2005-05-11, 10:39 a.m.
Last week I got my nose pierced, cut my hair short and razored, and dyed it dark. I feel like I'm trying to do something drastic to myself. It still isn't making me feel any better.
On Monday I saw Julio. After my emotional breakdown last Wednesday, he said he wanted to see me following week. I got a call on Friday saying there was a cancelation on Monday in the office that's further away from me, would I like the appointment? I said yes, even though I meant no. I hate driving to that office, and I didn't feel like sitting there told my feelings of wanting to die was something he can't do anything about.
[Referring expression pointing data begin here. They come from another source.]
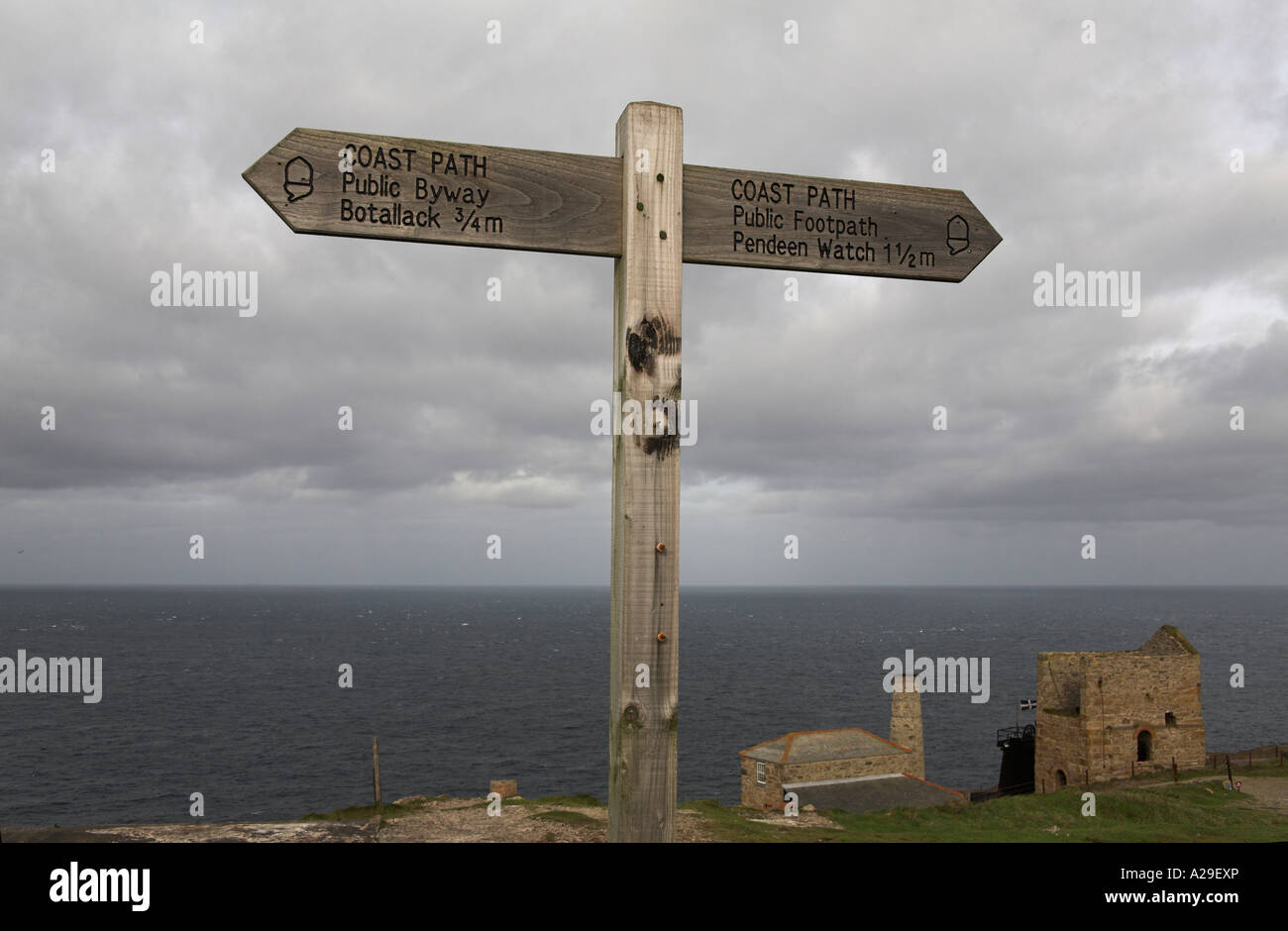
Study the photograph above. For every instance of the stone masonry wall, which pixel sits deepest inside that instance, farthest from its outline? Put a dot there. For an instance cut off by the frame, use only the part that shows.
(1116, 695)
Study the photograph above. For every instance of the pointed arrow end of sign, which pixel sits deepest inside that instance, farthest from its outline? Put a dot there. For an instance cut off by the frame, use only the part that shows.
(983, 240)
(281, 178)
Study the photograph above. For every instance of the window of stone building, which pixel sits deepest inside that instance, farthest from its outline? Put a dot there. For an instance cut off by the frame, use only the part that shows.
(1144, 746)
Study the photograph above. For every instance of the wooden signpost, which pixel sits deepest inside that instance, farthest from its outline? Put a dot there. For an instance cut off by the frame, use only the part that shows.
(651, 213)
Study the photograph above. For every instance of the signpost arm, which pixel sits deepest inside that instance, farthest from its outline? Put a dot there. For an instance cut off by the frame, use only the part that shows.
(644, 607)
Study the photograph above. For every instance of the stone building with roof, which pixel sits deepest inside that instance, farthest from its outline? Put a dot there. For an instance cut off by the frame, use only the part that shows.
(846, 768)
(1104, 716)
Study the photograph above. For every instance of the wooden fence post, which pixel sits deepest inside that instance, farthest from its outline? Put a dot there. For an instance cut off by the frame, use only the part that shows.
(643, 719)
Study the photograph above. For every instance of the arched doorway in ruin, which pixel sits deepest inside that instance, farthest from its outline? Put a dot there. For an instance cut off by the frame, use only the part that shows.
(1144, 746)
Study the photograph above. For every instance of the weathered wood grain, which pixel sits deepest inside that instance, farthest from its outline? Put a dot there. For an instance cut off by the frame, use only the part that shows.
(645, 550)
(545, 201)
(900, 232)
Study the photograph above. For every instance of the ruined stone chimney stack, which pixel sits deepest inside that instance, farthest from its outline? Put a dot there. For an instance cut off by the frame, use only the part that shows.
(906, 724)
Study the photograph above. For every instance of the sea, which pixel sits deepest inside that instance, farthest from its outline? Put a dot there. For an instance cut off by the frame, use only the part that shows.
(236, 693)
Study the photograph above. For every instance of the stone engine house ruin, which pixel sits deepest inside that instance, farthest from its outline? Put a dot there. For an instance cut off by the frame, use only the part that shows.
(1104, 716)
When I got to Julio's, after accidently cutting someone off and being flicked off, I felt suffocated. The waiting room felt stuffy and hot. The normal man behind the desk wasn't there, so I sat in there alone. I picked up a book in the waiting room and defaced the inside with "so, why are you in here?" with my green pen. I checked my cell phone clock, and it was 5:10. Paranoid thoughts raced through my head that Julio wasn't was not there and I didnt have an appointment and I drove all the way there for nothing. It was getting very very hot. I went outside the building and sat on a curb trying to calm down, taking quick short breaths. I then went back inside and rode the elevator up and down till someone accompied me. I went back into Julio's office. 5:20. WTF WHERE IS HE. I hugged my knees and told myself I'll wait till 5:30 then I'm leaving. At 5:25, he emerged.
Our appointment was odd. Maybe I got silly because he shot a rubber band at me while he booked his 4:00oclock appt next appt. But as soon as I got into his office, I began to sputter the truth. "I take this pill and this pill and this diet pill and this caffiene pill..."..... "i just HATE my thighs..they're MONSTEROUS" ... "those girls on the message board, it's so sad, they're just STICK thin and they really see themselves as huge. But I'm not like that." Julio laughes. "NO NO. I know it sounds trite. But really, they're really SICK. WAY eating disordered. I'm not like that." Julio gives me a look. "I'M NOT!"
Julio says to me, "Do you ever listen to yourself and just laugh? Or just cringe? Or say what the hell? Or anything?"
I ignore him and continue bantering on "It use to be a lot worse. Before I was like totally obsessing over food all day. Wake up, plan binges, eat and puke at night, and then repeat. Now it's more spontaneous." Julio asks "Are you puking less than?" ..."Erm, well, not really. Now it's twice a day instead of once. But they're smaller. 'mini binges' if you will. So I don't really even think about what i'm doing. It's over before it's started! Really!"
The rest of the appointment Julio hounds me to go meetings. He says he doesn't want to have to look for treatment centers again and he wants to work with me, and he wants me to go to meetings. I know I sounded crazy...but..erm..it's the truth. Really...
That evening, I found out the college group leader's wife was formerly bulimic. The scary thing is that she tells me it will be a struggle for the rest of your life. It will always be a temptation, though less of one for her now. It confirms my hopeless thinking towards recovery. It confirms my "just want to die" mentalitity. I don't want to live in the shadow of bulimia for the rest of my life.
It's 11:00 AM and I'm thinking of making cookie dough to binge and purge on.